Futurama: "31st Century Fox"/"Naturama" (6.12/6.13)
WIth that, another season of Futurama is finished, along with my conflicting feelings about this season—and all seasons since the show’s return to Comedy Central. Unlike its big brother The Simpsons, Futurama hasn’t been actively bad and has avoided self-parody. I enjoy every week’s new episode, and have no regrets about watching them, and there are many other long-running cartoons that I’ve long since dropped. Still, there were very few great episodes in the season, and the show’s continuation no longer feels at all vital. Futurama is at a weird point where it’s not tarnishing the show’s legacy, but neither is it really adding anything new. Most shows that hit as many episodes as Futurama has start to feel like they’re phoning it in, but with Futurama I never get that sense. It’s just that the spark is rarely there anymore, despite the effort and the passion still being put into the show.
“31st Century Fox” is one of those episodes that seems to get almost everything right but never quite clicks. It centers around a strange fox-hunting story, which gets stranger when it turns out that the fox is actually a robot fox and thus Bender cares about it. But while Bender’s explorations into the weird world of robot ethics have been interesting on occasion in the past, here they feel pretty rudimentary and largely just there in order to keep the plot running. It’s not long before Bender’s being hunted like the fox before him while the fox has pissed off the rest of the Planet Express Crew.
The episode ends with almost a literal shrug, where Leela decides that she’s kind of okay with the events that happened before, though she’s not really sure why. That’s the attitude these recent seasons have taken, willing to run with an idea for a while before ultimately hitting the 21-minute wall and stopping dead. The show’s movies were a great strain on the crew, but it’s been equally difficult for its writers to get back to telling stories that fit easily into the cramped confines of television. Patrick Stewart and (presumably) Frank Welker both give good performances, and the fox itself is well-designed, but it’s largely just another way for Bender to yell about robot rights. It’s a good enough episode, but that’s really it.
Two years ago the show began making the 13th episode of each half-season run into a three-part compilation thing that can exist outside of the show’s normal continuity and do something completely strange. I consider “Reincarnation” (once again, why wasn’t it named “Reanimation”?) to be one of the best episodes since the show’s return, while this year’s “Naturama” was… well, far and away the strangest.

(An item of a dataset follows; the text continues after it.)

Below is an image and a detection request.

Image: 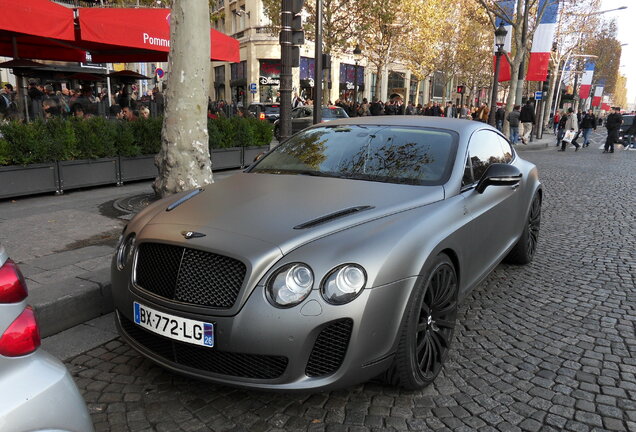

Each segment was made as if it were part of a nature documentary being narrated by Phil LaMarr. It begins with salmon and then continues to the Pinta Island Tortoise and The Elephant Seal, and while clearly best watched (and perhaps written…) while incredibly high, they manage to succeed regardless of what state you’re in. It’s really just three amusing vignettes seemingly made on a lark, and the entire affair seems almost like an idea rather than a full-fledged episode. Still, some of jokes are pretty great and it’s pleasant to see the show go somewhere new, even if it’s not really a direction anyone hoped for. Oddly, the first third of the show is probably the weakest, despite being written by the most veteran of its writers—the other two were written by first-time writers who’d been working as writers’ assistants—and are genuinely pretty great.
The essential theme of the entire documentary seems to be nihilism and the futility of life, which few shows do as well as Futurama. But that doesn’t make it feel more cohesive, and as the episode ends, my main thoughts weren’t about the episode itself but rather what the hell the writing staff was thinking.
I’ll be back to watch Futurama again next season, but it will be more out of habit than anticipation. The show’s consistency is impressive, but I rarely want to talk to my friends about episodes in the way I used to—the show’s “you have got to see this” factor is rarely there anymore. At this point I’d be fine with the show ending at the end of this 26-episode run, not because I’ve grown to dislike the show, but because it feels like the talented people behind it would do better work elsewhere. And yes, part of why I’m saying that is the hope that they hit the next 13 out of the ballpark to prove me wrong.
•Sad to admit there were a few garments I didn’t know the references for, Leela’s in particular. What was that?
•“There are two sides to every shameful act.”
•Nice Springsteen billboard
•It makes no less sense for the 31st century police to have horses than the 21st century police.
•"Those injustices don’t even exist."
•What are the robot foods, umm, for?
•"And so the endless circle of life comes to an end. Why did they live and why did they die? Meaningless."
•"For in the end, nature is horrific and teaches us nothing." – Wouldn’t all nature documentaries be improved with voice overs like these?
•Hermes just looked like snuffy in the last part.
•I liked the nibbler fish. That’s the only glimpse of him we’ve seen in ages.